I am trying to do a simple Spark SQL programming in Java. In the program, I am getting data from a Cassandra table, converting the RDD
into a Dataset
and displaying the data. When I run the spark-submit
command, I am getting the error: java.lang.ClassNotFoundException: org.apache.spark.internal.Logging
.
My program is:
SparkConf sparkConf = new SparkConf().setAppName("DataFrameTest")
.set("spark.cassandra.connection.host", "abc")
.set("spark.cassandra.auth.username", "def")
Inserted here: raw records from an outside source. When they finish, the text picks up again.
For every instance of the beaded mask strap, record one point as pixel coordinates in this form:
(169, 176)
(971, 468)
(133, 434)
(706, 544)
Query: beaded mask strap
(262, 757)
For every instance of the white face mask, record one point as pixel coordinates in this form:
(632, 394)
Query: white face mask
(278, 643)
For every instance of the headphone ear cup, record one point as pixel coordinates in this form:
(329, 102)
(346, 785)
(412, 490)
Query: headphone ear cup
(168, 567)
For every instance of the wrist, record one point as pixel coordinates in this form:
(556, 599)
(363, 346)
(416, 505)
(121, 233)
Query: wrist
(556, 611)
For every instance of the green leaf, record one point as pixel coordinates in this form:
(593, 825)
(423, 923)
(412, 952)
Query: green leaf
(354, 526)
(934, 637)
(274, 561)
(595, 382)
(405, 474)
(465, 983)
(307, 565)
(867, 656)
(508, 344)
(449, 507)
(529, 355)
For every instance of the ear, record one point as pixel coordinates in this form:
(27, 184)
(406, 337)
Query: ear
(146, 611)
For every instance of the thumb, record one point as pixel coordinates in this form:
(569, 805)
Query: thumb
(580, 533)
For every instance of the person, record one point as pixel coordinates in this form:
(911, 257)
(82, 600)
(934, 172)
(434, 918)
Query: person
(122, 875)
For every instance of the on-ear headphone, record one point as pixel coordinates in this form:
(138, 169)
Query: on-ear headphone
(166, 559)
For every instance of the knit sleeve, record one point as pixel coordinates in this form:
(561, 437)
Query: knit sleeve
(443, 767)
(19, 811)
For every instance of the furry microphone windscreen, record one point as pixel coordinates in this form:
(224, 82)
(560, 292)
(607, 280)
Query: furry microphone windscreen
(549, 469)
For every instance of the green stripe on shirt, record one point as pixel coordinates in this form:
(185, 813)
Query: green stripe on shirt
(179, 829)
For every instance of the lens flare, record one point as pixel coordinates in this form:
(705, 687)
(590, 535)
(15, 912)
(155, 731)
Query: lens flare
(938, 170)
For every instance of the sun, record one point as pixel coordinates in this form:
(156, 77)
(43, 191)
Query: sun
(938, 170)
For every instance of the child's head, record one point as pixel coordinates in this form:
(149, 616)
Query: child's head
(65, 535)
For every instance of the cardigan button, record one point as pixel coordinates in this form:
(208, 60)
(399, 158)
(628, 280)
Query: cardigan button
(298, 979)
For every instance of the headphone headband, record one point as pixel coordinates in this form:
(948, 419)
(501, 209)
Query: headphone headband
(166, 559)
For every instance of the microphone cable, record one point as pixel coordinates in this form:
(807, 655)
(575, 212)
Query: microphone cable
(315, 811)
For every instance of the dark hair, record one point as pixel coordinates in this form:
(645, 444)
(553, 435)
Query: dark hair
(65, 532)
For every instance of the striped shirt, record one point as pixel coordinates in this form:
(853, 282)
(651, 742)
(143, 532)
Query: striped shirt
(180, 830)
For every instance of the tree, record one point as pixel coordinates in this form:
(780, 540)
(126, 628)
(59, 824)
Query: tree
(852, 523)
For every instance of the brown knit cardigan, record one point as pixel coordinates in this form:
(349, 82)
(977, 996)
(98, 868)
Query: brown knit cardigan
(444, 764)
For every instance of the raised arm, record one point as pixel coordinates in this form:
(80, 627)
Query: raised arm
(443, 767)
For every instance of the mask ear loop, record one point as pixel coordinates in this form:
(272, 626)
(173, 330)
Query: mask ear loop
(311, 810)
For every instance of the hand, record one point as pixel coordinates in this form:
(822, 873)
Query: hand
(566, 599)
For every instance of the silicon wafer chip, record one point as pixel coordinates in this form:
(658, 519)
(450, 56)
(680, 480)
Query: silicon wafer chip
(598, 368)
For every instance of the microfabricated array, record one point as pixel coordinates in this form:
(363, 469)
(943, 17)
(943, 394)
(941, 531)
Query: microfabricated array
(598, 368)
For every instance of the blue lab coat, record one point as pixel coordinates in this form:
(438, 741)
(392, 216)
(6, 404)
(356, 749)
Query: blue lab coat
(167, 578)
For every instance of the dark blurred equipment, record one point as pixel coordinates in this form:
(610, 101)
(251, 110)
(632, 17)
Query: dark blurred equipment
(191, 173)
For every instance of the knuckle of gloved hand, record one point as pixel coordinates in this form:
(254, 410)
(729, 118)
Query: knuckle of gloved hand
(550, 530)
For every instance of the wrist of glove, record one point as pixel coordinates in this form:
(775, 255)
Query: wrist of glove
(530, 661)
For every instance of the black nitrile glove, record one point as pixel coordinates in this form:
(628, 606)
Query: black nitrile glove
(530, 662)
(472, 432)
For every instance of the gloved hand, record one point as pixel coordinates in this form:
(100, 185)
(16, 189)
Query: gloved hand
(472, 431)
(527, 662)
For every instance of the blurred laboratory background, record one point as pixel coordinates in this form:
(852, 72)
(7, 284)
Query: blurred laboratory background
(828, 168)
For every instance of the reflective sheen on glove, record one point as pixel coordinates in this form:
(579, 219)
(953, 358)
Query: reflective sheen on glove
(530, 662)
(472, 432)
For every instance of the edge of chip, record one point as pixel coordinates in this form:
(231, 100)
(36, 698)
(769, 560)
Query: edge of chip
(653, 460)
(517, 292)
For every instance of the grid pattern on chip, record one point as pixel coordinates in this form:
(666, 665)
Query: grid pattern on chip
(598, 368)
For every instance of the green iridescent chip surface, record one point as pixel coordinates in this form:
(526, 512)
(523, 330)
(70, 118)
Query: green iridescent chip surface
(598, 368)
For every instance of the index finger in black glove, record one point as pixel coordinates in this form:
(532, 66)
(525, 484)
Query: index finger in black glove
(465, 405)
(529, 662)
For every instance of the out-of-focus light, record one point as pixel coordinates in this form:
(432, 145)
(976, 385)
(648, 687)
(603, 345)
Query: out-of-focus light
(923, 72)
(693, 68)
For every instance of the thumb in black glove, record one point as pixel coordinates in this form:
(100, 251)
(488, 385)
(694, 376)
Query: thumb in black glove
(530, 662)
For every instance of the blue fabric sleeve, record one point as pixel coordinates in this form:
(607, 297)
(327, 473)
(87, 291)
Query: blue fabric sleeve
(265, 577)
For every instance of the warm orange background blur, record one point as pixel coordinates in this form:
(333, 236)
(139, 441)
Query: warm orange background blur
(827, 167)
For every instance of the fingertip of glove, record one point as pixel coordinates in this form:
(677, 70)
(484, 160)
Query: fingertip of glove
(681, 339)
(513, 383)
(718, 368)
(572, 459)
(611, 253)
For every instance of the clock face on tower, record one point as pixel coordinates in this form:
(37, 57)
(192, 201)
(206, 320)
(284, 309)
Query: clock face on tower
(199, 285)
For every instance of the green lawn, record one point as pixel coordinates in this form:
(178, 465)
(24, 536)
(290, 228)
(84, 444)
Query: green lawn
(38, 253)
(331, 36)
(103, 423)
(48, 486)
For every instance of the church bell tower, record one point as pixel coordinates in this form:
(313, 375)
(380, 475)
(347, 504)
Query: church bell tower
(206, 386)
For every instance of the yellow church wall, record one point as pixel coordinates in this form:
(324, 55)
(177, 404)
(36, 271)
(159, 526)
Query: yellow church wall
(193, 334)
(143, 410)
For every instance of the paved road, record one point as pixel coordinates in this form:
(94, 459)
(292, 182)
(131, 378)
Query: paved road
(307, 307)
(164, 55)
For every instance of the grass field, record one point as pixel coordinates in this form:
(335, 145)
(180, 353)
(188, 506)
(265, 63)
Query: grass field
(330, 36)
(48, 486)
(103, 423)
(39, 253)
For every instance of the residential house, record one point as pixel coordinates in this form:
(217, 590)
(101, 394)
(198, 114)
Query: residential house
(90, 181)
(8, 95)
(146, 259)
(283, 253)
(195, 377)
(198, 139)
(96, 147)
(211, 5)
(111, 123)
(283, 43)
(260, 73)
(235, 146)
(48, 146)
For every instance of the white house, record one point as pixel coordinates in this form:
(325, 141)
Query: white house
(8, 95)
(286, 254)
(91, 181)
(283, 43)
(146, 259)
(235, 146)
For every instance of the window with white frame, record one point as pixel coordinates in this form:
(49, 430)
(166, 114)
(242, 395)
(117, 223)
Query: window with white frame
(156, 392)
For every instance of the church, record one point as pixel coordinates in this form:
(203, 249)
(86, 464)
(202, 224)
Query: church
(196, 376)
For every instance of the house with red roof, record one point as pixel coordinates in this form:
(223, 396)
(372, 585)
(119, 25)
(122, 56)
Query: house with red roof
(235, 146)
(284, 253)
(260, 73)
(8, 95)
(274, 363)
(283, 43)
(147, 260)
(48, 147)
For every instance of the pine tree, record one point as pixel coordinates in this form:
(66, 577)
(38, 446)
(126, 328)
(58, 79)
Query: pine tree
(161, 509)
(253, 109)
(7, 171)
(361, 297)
.set("spark.cassandra.auth.password", "ghi");
SparkContext sparkContext = new SparkContext(sparkConf);
JavaRDD<EventLog> logsRDD = javaFunctions(sparkContext).cassandraTable("test", "log",
mapRowTo(Log.class));
SparkSession sparkSession = SparkSession.builder().appName("Java Spark SQL").getOrCreate();
Dataset<Row> logsDF = sparkSession.createDataFrame(logsRDD, Log.class);
logsDF.show();
My POM dependencies are:
<dependencies>
<dependency>
<groupId>org.apache.spark</groupId>
<artifactId>spark-core_2.11</artifactId>
<version>2.0.2</version>
<scope>provided</scope>
</dependency>
<dependency>
<groupId>org.apache.spark</groupId>
<artifactId>spark-streaming_2.11</artifactId>
<version>2.0.2</version>
<scope>provided</scope>
</dependency>
<dependency>
<groupId>com.datastax.spark</groupId>
<artifactId>spark-cassandra-connector_2.11</artifactId>
<version>1.6.3</version>
</dependency>
<dependency>
<groupId>org.apache.spark</groupId>
<artifactId>spark-sql_2.11</artifactId>
<version>2.0.2</version>
</dependency>
</dependencies>
My spark-submit
command is: /home/ubuntu/spark-2.0.2-bin-hadoop2.7/bin/spark-submit --class "com.jtv.spark.dataframes.App" --master local[4] spark.dataframes-0.1-jar-with-dependencies.jar
How do I solve this error? Downgrading to 1.5.2
does not work as 1.5.2
does not have org.apache.spark.sql.Dataset
and org.apache.spark.sql.SparkSession
.